Thomson Reuters GFMS reports that total silver physical demand rose 13% in 2013 to an all-time high of 1,081.1 million ounces.

    Unprecedented coin buying and strong silver jewelry purchases, fueled by a 24 percent drop in prices, sent physical silver demand to a record high in 2013, a top analyst at metals consultant Thomson Reuters GFMS said on Tuesday.

    Resilient demand so far this year should keep 2014 silver prices from falling sharply year-over-year, said Andrew Leyland, manager of precious metal demand at Thomson Reuters GFMS.

    In April 2013, a dramatic two-day $5 slide and a similar $225 drop in gold unleashed years of pent-up physical demand for coins and bars among retail investors who had been waiting for a bargain entry price point, particularly in the lower-priced silver.

    Even as institutional investors exited their positions in gold exchange-traded funds last year, silver ETF holdings have still held relatively steady.

    “Silver has been holding up a lot better than gold. There’s been a view in the market that sub-$20 silver is actually quite good value as a lot of retail investors have this psychologically important $20 level in mind,” Leyland told Reuters ahead of the release of World Silver Survey on behalf of industry group Silver Institute.

    For 2013, total silver physical demand rose 13 percent to an all-time high of 1,081.1 million ounces.

    Price-sensitive silver jewelry and silverware demand both rose more than 10 percent last year, supported by an increase in silver imports by India, Leyland said.

    India, traditionally the world’s largest bullion consumer, has hiked its gold import taxes and unveiled a flurry of regulations earlier this year in an attempt to reduce its current account deficit and to lift the rupee from record lows.

    Silver’s industrial demand, which is largely insensitive to prices and represents about half of its annual global demand, remained largely flat in 2013.


    Looking forward, Leyland said he expects silver jewelry demand to have risen in the first three months of 2014.

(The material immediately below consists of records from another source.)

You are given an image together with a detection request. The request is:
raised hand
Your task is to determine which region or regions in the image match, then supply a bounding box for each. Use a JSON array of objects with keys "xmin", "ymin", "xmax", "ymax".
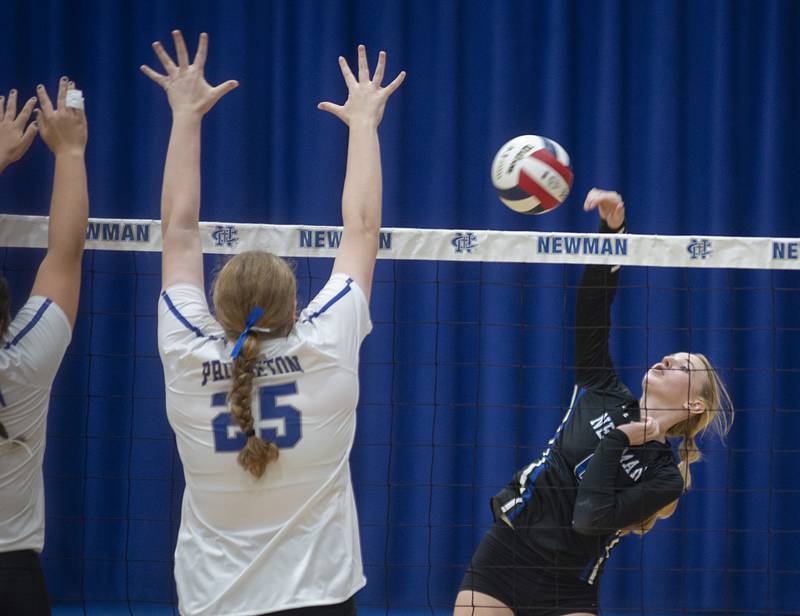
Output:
[
  {"xmin": 35, "ymin": 77, "xmax": 88, "ymax": 156},
  {"xmin": 318, "ymin": 45, "xmax": 405, "ymax": 128},
  {"xmin": 0, "ymin": 89, "xmax": 38, "ymax": 172},
  {"xmin": 583, "ymin": 187, "xmax": 625, "ymax": 231},
  {"xmin": 140, "ymin": 30, "xmax": 239, "ymax": 117}
]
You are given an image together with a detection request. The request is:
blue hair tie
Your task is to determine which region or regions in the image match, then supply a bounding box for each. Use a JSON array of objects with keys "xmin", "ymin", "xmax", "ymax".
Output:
[{"xmin": 230, "ymin": 306, "xmax": 265, "ymax": 359}]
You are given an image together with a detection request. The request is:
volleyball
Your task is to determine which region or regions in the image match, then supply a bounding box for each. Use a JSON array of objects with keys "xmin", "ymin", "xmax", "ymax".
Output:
[{"xmin": 491, "ymin": 135, "xmax": 574, "ymax": 214}]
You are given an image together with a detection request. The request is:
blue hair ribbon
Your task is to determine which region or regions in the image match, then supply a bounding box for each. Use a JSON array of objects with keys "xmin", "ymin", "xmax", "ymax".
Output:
[{"xmin": 230, "ymin": 306, "xmax": 265, "ymax": 359}]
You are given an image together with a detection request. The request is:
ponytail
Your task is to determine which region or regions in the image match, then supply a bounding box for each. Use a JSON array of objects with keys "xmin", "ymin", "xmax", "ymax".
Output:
[
  {"xmin": 212, "ymin": 250, "xmax": 298, "ymax": 478},
  {"xmin": 228, "ymin": 334, "xmax": 279, "ymax": 478}
]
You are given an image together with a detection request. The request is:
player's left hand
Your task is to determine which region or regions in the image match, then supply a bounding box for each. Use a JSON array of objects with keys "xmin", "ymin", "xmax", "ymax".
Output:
[
  {"xmin": 583, "ymin": 188, "xmax": 625, "ymax": 231},
  {"xmin": 0, "ymin": 89, "xmax": 38, "ymax": 172},
  {"xmin": 318, "ymin": 45, "xmax": 405, "ymax": 128},
  {"xmin": 141, "ymin": 30, "xmax": 239, "ymax": 118}
]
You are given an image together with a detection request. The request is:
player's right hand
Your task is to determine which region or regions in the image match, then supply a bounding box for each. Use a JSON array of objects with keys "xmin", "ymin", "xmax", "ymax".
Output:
[
  {"xmin": 583, "ymin": 188, "xmax": 625, "ymax": 231},
  {"xmin": 317, "ymin": 45, "xmax": 405, "ymax": 129},
  {"xmin": 0, "ymin": 89, "xmax": 38, "ymax": 172},
  {"xmin": 35, "ymin": 78, "xmax": 88, "ymax": 156},
  {"xmin": 617, "ymin": 416, "xmax": 660, "ymax": 446}
]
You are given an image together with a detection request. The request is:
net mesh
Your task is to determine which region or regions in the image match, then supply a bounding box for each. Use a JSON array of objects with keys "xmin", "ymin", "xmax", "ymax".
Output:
[{"xmin": 1, "ymin": 218, "xmax": 798, "ymax": 615}]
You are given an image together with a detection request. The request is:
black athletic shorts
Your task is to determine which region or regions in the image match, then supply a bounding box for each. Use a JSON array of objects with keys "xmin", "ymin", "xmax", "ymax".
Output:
[
  {"xmin": 0, "ymin": 549, "xmax": 51, "ymax": 616},
  {"xmin": 459, "ymin": 522, "xmax": 597, "ymax": 616},
  {"xmin": 261, "ymin": 595, "xmax": 356, "ymax": 616}
]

    In terms of silver investment coin buying, he said that demand fell slightly due to higher sales tax in European countries such as Germany and Estonia so far this year.

    U.S. Mint data showed silver coin sales have outperformed that of gold in the first four months of the year.

    GFMS’ Leyland said he still expects full-year silver prices to average $19 in 2014, lower than the $23.79 in 2013.

    Expected U.S. dollar strengthening this year and improving equities market prices should pressure assets such as gold and silver which are often seen as safe havens, he said.

    “It’s more likely a change in investor sentiment will impact silver on the downside rather than fundamentals, which is looking pretty strong,” Leyland said.